2014年4月30日

 アルバイトが終わりスマートフォンをひらくと、「映写室に居るから、着替えたらおいで」と連絡が入っている。言われた通り着替えて、ついでに化粧を直し髪の毛を梳ってから、なるべくヒールの音がしないよう映写室に向かう。ドアノブを捻り隙間から顔を出すと、近頃よく見掛ける男が居て、疲れたふうな顔でこちらに微笑む。わたしは、こんばんは、と言って男の隣に座る。男はアルバイトの連絡帳の頁にある「夫々」という字を指差して「これ何て読むっけ」と聞く。それぞれだよ、と答える。

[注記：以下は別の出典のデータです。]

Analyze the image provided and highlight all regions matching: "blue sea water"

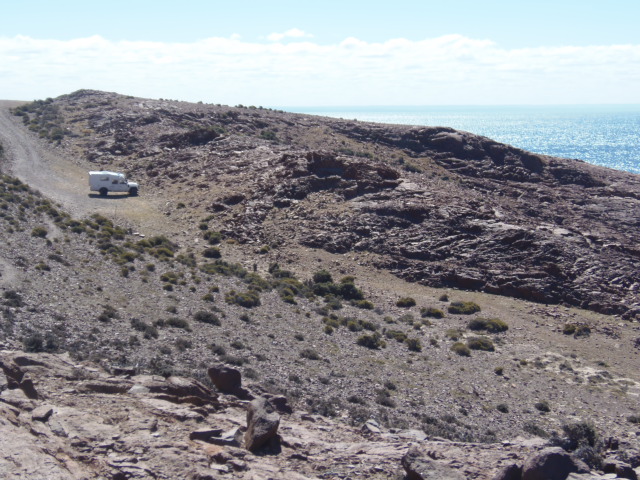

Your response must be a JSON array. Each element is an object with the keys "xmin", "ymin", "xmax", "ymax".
[{"xmin": 284, "ymin": 105, "xmax": 640, "ymax": 173}]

男は関心した様子で頷くと、わたしには分からない、アルファベットを組み合わせた用語をそのノートに幾つも書き連ねる。退屈そうにしている気配に気付いてか、「何読んでるの、最近」。ツルゲーネフだよ、あなたは?「そこの、電話の横」男が一瞬顔を上げ、視線を向けた先――時代から半分取り残されたこの部屋では、未だに黒電話が使われていて、その隣に永井荷風『夢の女』が置いてあるのが目に入る。あめりか物語の人だ。「そうだね」男はノートを閉じて短く息を吐き、その場で着替え始める。
「ねえ、夏休みみたいだね」
「何が」
「楽しいと、夏休みみたいだと思わない?」
 男は相変わらず微笑むばかり、くたびれたジャケットを羽織る。スルリとこちらを向いて「お待たせ」と言い、わたしに2回キスをする。そしてわたしたちは、かつて夢で通った薄暗い螺旋階段をどこまでも下る。ビュウと吹き上げる風に、灰色のスカートが捲れる。それに気づかぬ恋人たちは、燥ぎながらどこまでもどこまでも下っていく。